If, however, the agencies refuse to clear out transactions that are filed on the short-form basis, then a massive traffic jam will occur and private parties will have more incentive to avoid formal engagement with CFIUS unless it is required or obviously necessary.

There won’t be a single outcome here. At times, the agencies will have a clear policy mandate and will diligently process cases filed as declarations. At others, unclear policy dictates will lead to indecision at the staff level, which inevitably leads to risk aversion and a failure to clear unless the agencies are procedurally required to.

It should be noted: While conferring a speed advantage, declarations sacrifice some certainty—if the investor acquires any new interest in the future that was not described in the declaration, the parties do not have safe harbor from CFIUS action. Conversely, parties that file a long-form notice receive the full safe harbor and the investor can subsequently acquire new rights in the business without triggering a new CFIUS review.

The “white list” lives on.

At this Firm, we thought that a “white list” of countries whose investors would be exempt from CFIUS requirements was an impossible (and impractical) goal. But you can’t win ’em all: The draft regs indeed included a provision for a “white list.” This is in the first instance a diplomatic gesture, as to qualify for white listing, countries must have their own “robust” foreign investment risk review process and must share information with the U.S.. Separately, two-thirds of the CFIUS member agencies must vote to include a country on the white list. The white list won’t go into effect for two years after the regs become effective, and CFIUS states in the commentary that the initial group of white listed countries will be very small.

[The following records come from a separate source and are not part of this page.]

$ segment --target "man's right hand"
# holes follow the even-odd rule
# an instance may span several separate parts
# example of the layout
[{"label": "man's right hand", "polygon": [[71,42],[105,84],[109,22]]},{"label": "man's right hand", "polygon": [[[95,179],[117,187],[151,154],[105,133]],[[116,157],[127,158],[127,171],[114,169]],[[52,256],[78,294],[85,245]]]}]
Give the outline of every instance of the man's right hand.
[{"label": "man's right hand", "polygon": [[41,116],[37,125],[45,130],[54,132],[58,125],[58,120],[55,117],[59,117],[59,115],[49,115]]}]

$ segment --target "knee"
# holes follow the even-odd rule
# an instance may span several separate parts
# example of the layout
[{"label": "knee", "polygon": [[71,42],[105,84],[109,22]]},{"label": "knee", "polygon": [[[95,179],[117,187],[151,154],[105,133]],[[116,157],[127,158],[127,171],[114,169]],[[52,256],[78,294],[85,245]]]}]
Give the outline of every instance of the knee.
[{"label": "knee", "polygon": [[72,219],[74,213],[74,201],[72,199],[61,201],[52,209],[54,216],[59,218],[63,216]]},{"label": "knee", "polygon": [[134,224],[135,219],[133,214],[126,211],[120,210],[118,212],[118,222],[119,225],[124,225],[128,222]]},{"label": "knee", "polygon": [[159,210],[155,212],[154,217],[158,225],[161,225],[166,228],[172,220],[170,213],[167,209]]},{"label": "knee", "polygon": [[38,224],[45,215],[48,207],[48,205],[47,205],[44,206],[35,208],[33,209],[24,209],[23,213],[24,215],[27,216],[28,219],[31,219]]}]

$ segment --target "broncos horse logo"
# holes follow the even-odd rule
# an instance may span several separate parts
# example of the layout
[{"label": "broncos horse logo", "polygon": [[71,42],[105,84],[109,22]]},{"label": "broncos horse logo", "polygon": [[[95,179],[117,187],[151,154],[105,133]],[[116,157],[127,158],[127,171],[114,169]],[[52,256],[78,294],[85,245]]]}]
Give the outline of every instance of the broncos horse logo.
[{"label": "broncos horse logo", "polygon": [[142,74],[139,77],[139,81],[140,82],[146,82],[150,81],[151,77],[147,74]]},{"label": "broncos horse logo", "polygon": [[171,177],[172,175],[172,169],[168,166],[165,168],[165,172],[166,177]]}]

For an investor to specifically qualify as a white list investor, they must genuinely (editor’s word, not CFIUS’s) come from a white list country and have a clean track record of no violations of things like U.S. export controls laws or dealings with sanctioned entities/individuals.

Detached real estate.

Structurally, the agencies did something very curious with real estate. They put it in a new, separate section of the regulations entirely. The old regs were at 31 C.F.R. Part 800. The Pilot Program is Part 801. Yesterday, CFIUS announced a re-write to Part 800 and said they didn’t know what they’re going to do with part 801. Then they added a new part 802 that deals with real estate separately. (Perhaps this indicates that the Pilot Program is here to stay—it would be unseemly to have a gap between Part 800 and Part 802!).

What are the contents of the new real estate provisions? There’s a lot to it, but ultimately it looks like if you’re an overseas investor buying an airport, a seaport or property within 100 miles of a military installation (with a handy list provided), then you may have to file. Lawyers are paid to find nuance and complications—and we will—but that’s the core of it.

The Unmanned Pilot Program.

The commentary to the draft regs states that CFIUS is still considering what to do with the Pilot Program. The Pilot Program in many ways failed to launch due to the delays in defining “emerging” and “foundational” technology. Those delays left a big hole in the application of the program. If CFIUS scraps the pilot program, without ever having reviewed investments in “emerging” or “foundational” tech companies, one must guess at the point of the program in the first place—indeed, one major justification for FIRRMA—to maintain awareness of overseas investment in early-stage U.S. tech companies—will be ignored.. The wager here is that the pilot program will be modified and retained, to give more time for the definitions of emerging and foundational technologies to have an effect.

Enforcement Multipliers.

One of the biggest changes in the CFIUS process may come via a single line in the regs. Historically, the agencies worked on a consensus (and sometimes unanimity) basis when pursuing enforcement actions. The draft regs give every agency unilateral authority to initiate a review when the parties fail to file. This significantly increases the risk to parties seeking to avoid a CFIUS review. We’ve heard for months that the agencies are ramping up their enforcement capabilities. The draft regs indicate that they’re serious about their police duties.